For depression, the grade of depression depended mainly on the quality of the environment and the psychological life of medical students. However there was no significant dependence on the social support and physical domains of quality of life. In contrast to our results, Park et al found that medical students with no social support had a higher prevalence of depression than did those who could get help from family and/or friends indicating the impact of the social domain of quality of life on the grade of depression [23]. The exact explanation of the discrepancy between our study and the Chinese study may not be clear, but what we can conclude is that lack of optimal physical health and surrounding environment may raise the risk of depression in medical students.

Although some studies found no significant association between stress and the academic level, [16, 24, 25] we found that both anxiety and stress appeared to affect the extremities, i.e. the second and last year. Our findings were similar to results obtained by Iqbal et al and Beck et al where the transition from an undergraduate program to a professional program has been reported to result in increased stress levels for students [7, 26]. Derby et al indicated that Medical students experience substantial stress from the beginning of the training process [10]. The first-years medical student is faced with the challenges of being uprooted from family and friends and adapting to a demanding new learning environment. Human cadaver dissection is a well-recognized stress for many students, [2] but other sources of distress, such as a substantially increased scholastic workload, and concern for academic performance, 41 also characterize this transition. Attempting to master a large volume of information and joining a peer group of equal motivation and intelligence can be intimidating for young adults accustomed to rapid mastery of material and academic distinction. This challenge is amplified for students who struggle academically [10, 22, 27]. The drop of stress in the subsequent years can be attributed to adaptation to curriculum and environment [28]. The increased level of anxiety and stress during the second and final years of medical school can be attributed to the transition to the basic medical sciences, and the academic stress especially during the final year and high academic load. In addition, students who are about to graduate become more concerned about the difficulties of postgraduate life that doctors face in form of lower income, higher work load, and relatively inadequate clinical training in the developing countries compared to developed countries.

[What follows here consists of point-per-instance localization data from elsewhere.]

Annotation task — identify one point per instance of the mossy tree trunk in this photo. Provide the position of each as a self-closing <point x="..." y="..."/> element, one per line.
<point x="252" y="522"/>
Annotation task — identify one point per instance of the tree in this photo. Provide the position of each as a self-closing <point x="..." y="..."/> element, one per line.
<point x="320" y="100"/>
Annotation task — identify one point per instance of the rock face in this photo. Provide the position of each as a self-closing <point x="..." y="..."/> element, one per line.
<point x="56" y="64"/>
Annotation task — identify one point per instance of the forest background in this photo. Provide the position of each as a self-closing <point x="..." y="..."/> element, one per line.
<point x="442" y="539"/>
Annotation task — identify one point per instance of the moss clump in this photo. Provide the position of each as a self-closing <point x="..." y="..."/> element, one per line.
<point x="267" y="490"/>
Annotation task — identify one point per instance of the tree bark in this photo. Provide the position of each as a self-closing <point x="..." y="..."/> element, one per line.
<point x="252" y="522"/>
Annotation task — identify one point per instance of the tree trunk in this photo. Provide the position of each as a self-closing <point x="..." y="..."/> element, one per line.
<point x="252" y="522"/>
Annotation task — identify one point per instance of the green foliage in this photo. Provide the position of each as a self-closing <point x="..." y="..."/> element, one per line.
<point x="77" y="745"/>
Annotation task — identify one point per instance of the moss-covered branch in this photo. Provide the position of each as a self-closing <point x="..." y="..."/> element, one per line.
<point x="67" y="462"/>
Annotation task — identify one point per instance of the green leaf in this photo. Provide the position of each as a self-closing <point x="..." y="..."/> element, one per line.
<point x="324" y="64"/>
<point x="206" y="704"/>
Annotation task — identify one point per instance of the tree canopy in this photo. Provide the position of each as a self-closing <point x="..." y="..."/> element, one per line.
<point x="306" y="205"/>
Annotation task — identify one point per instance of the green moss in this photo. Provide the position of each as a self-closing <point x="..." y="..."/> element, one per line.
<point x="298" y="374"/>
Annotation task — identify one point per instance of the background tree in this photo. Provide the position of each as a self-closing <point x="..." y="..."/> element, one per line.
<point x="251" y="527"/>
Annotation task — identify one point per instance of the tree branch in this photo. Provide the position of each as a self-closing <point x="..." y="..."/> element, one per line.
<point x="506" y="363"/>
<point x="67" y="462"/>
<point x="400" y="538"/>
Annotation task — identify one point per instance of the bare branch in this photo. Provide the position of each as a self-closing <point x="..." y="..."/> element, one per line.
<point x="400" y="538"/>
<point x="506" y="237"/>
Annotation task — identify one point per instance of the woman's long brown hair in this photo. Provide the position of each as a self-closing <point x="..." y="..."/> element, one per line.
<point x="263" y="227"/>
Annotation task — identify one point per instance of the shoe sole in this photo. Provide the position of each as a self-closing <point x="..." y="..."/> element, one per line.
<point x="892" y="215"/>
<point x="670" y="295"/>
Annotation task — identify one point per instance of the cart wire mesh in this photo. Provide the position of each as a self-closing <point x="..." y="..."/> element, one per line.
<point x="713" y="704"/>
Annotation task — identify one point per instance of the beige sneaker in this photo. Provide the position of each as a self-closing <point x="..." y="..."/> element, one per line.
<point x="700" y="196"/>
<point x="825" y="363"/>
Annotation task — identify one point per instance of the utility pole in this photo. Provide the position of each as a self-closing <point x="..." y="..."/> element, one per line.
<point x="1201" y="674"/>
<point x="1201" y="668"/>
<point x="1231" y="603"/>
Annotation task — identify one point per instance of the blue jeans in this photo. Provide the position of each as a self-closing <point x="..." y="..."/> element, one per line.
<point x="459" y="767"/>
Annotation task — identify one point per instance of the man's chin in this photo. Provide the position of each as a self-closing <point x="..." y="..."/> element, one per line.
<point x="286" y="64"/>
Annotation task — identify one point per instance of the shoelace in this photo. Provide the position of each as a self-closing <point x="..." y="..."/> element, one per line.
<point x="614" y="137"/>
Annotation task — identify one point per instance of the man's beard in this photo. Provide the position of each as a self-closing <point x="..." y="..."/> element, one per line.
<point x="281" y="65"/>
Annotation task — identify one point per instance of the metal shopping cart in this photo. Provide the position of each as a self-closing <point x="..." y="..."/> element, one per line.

In short, medical students expressed high prevalence of depression, anxiety, and stress of different grades. The quality of surrounding environment and maintenance of physical health seems to play a key role in preservation of student mental health. Researches that focus on efficiency of different academic and nonacademic approaches to prevent stress, depression, and anxiety are needed and strongly recommended.

Conflict of Interest

The authors declare that they have no competing interest.